The Commission prefers that the disclosure be made on a standard form that is filed with the Commission’s Secretary-Clerk at least 24 hours before the LAFCO hearing begins. If this is not possible, a written or oral disclosure can be made at the beginning of the hearing. The law also prohibits an applicant or other participant from making a campaign contribution of $250 or more to a LAFCO Commissioner while a proceeding is pending or for three months afterward. Disclosure forms can be obtained from the LAFCO office or LAFCO website.
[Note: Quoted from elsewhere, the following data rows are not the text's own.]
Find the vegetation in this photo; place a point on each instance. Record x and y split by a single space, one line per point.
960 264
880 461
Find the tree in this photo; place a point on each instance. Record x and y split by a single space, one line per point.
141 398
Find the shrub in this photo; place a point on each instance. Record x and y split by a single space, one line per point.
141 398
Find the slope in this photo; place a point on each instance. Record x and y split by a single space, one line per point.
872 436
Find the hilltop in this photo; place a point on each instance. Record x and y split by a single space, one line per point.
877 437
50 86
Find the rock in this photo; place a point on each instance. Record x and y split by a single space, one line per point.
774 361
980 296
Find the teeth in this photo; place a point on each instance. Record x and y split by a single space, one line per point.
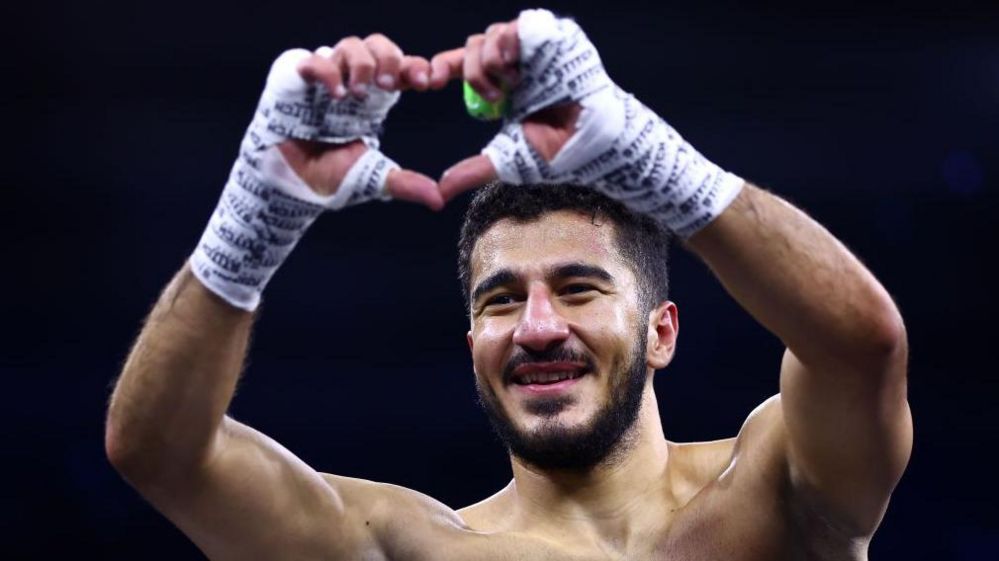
546 377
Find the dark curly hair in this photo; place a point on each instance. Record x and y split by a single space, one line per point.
642 242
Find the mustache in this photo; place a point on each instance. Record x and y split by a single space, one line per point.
555 354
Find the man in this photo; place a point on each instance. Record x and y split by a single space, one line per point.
566 288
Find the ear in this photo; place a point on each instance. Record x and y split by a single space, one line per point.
663 329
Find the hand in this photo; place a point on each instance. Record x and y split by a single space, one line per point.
490 63
350 72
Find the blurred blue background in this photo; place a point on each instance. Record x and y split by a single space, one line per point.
123 121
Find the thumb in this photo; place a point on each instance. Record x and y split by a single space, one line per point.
466 175
414 187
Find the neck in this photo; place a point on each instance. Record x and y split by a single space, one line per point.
608 502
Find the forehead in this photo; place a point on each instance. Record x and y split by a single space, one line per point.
554 237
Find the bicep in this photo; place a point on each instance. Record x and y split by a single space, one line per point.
252 498
849 436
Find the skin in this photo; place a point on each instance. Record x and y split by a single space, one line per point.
808 476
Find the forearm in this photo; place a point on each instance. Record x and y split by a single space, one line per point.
178 381
800 282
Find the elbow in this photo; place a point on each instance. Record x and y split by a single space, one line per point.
884 342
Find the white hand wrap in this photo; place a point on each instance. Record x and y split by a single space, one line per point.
265 207
620 147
Contributions & Expenditures in Support & Opposition to LAFCO Proposals
Pursuant to Government Code Sections 56100.1, 56300(b), 56700.1, 59009, and 81000 et seq., and Santa Cruz LAFCO’s Policies and Procedures for the Disclosures of Contributions and Expenditures in Support of and Opposition to proposals, any person or combination of persons who directly or indirectly contributes a total of $1,000 or more or expends a total of $1,000 or more in support of or opposition to a LAFCO Proposal must comply with the disclosure requirements of the Political Reform Act (Section 84250). These requirements contain provisions for making disclosures of contributions and expenditures at specified intervals. Additional information may be obtained at the Santa Cruz County Elections Department. 701 Ocean Street, Room 210, Santa Cruz, CA 95060 (phone 831-454-2060). See DISCLOSURE LAWS for more information.
In addition to the regulatory responsibilities of LAFCO referred to above, the Commission is empowered to initiate and make studies of existing governmental agencies. Such studies shall include but not be limited to inventorying such agencies and determining their maximum service areas and service capabilities. LAFCO may initiate proceedings to consolidate districts.